Senin, 20 April 2009

Dibalik Pelangi

"Seperti ketakutan yang lebih ia takutkan dari sebelumnya membuat khayalnya terbang sesaat ketika ia melakukan perjalanan pulang tadi. Seorang ibu yang merelakan laparnya hilang hanya dengan melihat wajahnya telah disakiti dengan perbuatan yang tak seharusnya. Sekarang hanya tinggal Chika bersama kekecewaan dan rasa angkuhnya yang sudah beku ditelan pahitnya keadaan"

Namanya Chika, tubuhnya mungil dengan lapisan kulit yang putih bersih, Hidup ditengah-tengah keluarga yang serba ada, mewah, dan disayangi telah menempah dirinya menjadi orang yang angkuh dan manja. Namun tak hanya itu, ia juga dikenal tinggi hati, hal ini disebabkan karena hatinya yang sudah diselimuti harta sejak kecil, sehingga ia tidak pernah merasakan kedinginan karena lapar dan lelahnya menjalani kehidupan untuk memenuhi lautan sejengkal, ntah dari mana ia belajar mengenai paham anti orang miskin, yang selalu dipegang dan sangat dipedomaninya. Baginya kotor dan bau adalah musuh abadi yang bisa menyengsarakannya.
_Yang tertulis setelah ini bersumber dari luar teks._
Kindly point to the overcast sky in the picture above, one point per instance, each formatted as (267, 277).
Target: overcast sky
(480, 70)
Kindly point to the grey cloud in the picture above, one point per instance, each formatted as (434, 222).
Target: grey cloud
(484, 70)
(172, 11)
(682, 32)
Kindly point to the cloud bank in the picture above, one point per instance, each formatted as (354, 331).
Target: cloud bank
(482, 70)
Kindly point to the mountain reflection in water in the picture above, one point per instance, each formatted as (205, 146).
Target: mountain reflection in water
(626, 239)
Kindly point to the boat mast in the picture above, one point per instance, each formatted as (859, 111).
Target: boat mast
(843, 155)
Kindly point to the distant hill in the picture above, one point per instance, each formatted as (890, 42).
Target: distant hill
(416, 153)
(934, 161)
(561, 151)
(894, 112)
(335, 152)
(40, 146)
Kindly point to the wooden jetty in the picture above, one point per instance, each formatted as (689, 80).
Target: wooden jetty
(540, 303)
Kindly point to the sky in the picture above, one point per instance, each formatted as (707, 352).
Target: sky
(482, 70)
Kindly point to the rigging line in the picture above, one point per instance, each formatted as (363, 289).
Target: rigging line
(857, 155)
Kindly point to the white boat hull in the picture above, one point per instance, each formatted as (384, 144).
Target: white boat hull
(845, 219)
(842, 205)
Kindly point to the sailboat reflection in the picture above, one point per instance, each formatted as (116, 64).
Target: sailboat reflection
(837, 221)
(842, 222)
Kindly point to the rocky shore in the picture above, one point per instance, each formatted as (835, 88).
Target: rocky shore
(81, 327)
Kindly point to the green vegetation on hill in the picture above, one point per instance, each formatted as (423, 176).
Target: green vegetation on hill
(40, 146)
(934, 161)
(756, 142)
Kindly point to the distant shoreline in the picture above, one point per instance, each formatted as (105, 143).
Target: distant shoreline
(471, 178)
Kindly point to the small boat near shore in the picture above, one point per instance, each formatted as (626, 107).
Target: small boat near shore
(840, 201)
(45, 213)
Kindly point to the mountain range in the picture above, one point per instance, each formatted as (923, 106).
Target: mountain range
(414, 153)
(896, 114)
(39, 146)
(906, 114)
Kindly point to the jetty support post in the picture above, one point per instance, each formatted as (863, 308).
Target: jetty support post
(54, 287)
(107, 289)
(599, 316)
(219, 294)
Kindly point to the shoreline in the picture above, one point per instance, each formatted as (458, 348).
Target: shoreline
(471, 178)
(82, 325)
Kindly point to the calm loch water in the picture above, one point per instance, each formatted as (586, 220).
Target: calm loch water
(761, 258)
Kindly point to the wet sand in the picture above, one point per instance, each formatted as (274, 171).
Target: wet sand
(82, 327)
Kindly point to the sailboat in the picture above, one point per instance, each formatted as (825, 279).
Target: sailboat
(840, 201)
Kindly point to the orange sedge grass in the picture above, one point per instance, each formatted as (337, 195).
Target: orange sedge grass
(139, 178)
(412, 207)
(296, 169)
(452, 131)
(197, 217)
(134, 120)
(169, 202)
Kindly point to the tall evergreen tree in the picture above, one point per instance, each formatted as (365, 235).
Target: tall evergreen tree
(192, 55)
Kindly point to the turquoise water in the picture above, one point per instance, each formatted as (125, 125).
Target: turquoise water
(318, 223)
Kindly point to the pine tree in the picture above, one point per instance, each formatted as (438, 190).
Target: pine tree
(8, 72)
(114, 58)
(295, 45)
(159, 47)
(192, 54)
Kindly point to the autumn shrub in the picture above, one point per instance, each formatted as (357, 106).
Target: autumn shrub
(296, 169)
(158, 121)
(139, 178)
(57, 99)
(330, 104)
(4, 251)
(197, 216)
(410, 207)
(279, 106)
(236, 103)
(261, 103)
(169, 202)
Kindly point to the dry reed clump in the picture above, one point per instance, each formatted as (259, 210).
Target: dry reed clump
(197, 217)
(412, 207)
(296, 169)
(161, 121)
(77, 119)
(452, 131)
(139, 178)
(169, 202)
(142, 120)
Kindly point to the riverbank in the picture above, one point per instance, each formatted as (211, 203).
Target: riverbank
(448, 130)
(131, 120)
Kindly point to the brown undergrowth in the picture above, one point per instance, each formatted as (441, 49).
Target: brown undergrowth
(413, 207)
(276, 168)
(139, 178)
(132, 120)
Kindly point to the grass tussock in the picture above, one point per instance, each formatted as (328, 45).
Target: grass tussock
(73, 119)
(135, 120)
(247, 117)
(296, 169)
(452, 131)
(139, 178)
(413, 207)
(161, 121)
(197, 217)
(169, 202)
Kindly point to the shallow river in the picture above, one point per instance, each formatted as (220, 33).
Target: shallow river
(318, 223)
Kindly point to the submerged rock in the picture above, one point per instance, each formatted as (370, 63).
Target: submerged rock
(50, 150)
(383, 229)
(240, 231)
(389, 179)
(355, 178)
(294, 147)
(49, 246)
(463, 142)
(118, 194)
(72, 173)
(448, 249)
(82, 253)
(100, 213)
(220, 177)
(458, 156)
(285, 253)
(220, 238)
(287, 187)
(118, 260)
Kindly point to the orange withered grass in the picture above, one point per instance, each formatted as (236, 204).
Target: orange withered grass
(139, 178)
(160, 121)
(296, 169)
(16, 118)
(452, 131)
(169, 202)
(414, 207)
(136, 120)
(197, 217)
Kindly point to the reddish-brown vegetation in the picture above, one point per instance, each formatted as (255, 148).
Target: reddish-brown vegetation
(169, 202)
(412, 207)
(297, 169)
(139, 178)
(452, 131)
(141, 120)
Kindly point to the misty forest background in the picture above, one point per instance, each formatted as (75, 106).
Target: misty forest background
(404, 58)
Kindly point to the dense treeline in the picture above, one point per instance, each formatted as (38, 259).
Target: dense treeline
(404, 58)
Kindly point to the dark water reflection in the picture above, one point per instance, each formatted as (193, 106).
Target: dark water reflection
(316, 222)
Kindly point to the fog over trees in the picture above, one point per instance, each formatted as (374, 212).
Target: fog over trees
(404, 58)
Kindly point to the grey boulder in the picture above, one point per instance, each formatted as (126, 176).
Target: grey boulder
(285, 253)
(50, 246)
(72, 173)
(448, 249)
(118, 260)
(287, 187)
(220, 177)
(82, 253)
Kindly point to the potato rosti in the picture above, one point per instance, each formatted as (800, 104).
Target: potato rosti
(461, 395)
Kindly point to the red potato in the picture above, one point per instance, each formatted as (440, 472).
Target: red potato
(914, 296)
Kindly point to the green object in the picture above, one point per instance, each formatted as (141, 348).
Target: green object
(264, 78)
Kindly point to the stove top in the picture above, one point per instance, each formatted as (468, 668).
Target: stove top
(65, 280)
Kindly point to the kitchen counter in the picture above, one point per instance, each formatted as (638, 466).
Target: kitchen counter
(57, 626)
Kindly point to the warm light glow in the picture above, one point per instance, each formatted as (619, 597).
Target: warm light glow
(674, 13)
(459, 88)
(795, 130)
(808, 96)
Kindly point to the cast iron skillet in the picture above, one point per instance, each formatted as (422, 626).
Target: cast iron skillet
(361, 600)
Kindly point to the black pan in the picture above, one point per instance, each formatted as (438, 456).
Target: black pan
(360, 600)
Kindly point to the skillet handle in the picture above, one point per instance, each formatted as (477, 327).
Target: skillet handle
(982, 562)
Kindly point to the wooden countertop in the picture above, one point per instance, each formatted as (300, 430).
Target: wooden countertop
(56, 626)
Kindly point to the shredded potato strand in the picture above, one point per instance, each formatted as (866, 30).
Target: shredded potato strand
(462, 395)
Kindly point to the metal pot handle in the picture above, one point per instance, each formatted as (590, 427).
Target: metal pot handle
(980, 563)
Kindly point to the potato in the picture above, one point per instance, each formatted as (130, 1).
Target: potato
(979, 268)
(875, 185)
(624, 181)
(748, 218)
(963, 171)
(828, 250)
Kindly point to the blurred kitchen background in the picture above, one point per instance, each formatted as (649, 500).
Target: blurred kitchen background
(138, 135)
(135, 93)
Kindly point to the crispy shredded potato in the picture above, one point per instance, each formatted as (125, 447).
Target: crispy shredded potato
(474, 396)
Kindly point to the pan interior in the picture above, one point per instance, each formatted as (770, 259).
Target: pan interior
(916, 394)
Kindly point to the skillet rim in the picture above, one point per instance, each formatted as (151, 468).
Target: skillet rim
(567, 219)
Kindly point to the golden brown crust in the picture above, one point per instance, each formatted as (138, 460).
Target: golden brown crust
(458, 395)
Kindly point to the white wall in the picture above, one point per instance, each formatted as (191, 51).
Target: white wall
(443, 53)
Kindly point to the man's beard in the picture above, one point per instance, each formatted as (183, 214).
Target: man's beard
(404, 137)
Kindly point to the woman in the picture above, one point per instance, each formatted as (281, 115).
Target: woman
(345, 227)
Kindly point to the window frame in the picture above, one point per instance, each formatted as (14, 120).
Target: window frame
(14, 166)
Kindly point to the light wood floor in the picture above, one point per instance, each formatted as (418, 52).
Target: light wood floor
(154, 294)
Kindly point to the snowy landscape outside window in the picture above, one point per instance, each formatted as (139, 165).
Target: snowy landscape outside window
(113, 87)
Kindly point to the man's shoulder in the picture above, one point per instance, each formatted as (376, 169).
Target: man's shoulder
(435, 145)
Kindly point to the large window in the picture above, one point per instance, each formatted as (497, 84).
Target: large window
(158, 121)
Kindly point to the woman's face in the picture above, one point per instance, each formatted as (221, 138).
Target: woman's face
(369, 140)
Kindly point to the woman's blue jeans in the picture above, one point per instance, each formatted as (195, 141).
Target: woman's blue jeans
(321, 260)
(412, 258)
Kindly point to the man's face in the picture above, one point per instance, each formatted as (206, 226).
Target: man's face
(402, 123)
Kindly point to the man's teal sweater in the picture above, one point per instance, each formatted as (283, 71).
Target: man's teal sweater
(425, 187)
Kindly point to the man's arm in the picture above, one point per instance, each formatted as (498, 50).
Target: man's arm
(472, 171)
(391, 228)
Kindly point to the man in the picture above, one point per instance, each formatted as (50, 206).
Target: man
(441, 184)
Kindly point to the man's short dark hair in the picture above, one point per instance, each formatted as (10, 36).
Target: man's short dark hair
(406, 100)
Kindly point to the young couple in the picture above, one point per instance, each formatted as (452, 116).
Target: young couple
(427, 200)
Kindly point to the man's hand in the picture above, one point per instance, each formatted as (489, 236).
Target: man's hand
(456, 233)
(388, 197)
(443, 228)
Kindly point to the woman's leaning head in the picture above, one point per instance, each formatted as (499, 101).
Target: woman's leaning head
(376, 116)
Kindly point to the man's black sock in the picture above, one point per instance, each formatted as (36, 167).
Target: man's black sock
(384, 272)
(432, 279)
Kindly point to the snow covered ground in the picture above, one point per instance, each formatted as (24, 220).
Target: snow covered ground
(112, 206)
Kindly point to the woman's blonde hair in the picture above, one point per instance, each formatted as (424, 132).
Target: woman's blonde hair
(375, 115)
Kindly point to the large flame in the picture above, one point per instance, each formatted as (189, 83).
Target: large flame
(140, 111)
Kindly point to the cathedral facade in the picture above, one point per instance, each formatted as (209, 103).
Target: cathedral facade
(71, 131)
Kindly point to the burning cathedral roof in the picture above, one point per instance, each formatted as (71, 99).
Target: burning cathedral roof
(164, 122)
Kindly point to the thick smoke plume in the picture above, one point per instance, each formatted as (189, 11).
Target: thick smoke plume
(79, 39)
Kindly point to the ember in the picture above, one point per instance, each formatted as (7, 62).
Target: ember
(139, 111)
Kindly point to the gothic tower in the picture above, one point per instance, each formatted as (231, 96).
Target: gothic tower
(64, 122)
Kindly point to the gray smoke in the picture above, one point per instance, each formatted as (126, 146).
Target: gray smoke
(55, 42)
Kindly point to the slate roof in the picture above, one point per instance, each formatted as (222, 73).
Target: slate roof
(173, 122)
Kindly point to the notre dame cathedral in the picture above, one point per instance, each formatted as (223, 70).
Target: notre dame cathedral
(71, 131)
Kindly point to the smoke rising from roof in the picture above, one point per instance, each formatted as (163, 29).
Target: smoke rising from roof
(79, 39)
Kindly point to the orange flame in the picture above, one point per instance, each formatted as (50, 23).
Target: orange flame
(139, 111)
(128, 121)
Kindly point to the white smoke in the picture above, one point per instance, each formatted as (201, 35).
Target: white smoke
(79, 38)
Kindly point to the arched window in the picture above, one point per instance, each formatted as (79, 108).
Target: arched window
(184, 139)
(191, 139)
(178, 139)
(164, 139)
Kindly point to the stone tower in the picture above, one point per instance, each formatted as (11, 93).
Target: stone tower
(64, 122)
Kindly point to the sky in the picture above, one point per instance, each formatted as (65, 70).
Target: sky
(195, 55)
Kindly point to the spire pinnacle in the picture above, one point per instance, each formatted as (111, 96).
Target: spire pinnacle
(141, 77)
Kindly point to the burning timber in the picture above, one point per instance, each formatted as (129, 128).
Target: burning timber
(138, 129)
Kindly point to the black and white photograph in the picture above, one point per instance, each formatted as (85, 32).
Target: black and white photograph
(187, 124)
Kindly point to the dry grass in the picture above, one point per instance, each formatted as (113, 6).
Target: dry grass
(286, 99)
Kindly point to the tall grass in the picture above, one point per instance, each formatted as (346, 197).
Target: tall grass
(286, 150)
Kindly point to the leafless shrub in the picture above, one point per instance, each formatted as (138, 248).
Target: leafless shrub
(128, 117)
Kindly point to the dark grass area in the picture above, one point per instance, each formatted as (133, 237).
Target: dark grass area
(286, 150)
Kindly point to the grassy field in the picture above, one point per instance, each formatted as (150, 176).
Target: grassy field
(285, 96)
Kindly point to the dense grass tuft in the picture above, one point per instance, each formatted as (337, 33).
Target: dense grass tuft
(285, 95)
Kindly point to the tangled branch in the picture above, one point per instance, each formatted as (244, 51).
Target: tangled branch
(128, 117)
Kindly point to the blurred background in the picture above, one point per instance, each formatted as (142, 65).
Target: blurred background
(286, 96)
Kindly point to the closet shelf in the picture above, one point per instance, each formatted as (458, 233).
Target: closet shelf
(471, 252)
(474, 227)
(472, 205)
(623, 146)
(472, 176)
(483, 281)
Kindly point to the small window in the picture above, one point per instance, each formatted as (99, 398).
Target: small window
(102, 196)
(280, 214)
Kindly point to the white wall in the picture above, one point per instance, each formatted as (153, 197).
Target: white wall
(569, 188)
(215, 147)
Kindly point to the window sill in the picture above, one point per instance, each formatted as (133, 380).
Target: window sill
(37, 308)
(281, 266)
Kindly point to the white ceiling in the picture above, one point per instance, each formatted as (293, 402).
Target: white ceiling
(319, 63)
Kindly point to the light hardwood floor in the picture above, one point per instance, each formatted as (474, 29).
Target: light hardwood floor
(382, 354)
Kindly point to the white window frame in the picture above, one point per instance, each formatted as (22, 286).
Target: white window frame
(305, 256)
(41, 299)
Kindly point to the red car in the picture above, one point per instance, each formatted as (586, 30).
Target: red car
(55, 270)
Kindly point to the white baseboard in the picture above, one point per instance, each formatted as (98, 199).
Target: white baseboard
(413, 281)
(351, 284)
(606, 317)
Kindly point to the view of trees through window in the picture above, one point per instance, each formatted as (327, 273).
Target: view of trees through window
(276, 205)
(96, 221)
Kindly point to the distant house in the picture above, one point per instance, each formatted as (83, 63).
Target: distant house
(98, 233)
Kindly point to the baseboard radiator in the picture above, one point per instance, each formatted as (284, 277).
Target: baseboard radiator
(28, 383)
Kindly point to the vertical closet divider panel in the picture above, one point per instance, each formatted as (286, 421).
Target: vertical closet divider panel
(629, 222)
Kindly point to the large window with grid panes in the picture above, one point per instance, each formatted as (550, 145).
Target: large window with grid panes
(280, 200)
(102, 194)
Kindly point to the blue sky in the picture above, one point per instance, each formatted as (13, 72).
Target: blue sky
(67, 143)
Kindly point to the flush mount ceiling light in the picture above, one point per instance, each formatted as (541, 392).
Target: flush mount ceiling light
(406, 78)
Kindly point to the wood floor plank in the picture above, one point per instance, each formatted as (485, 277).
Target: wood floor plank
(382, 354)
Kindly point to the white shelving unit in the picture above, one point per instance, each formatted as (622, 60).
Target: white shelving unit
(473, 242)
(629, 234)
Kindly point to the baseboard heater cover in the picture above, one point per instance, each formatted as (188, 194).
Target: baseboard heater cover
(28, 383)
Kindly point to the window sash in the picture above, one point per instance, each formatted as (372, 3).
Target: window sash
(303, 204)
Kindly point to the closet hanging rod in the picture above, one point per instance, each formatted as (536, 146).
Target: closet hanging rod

Sekalipun demikian, segala sifat negative yang ada pada dirinya tidaklah menjadikannya seorang yang tenggelam dalam buaian-buaian istilah buruk, karena ketakutannya terhadap hal-hal yang dapat menyengsarakannya itu menjadikan ia seseorang yang giat belajar dan pintar , ada anggapan dalam dirnya dengan cara tersebut ia dapat memerangi musuh abadinya itu.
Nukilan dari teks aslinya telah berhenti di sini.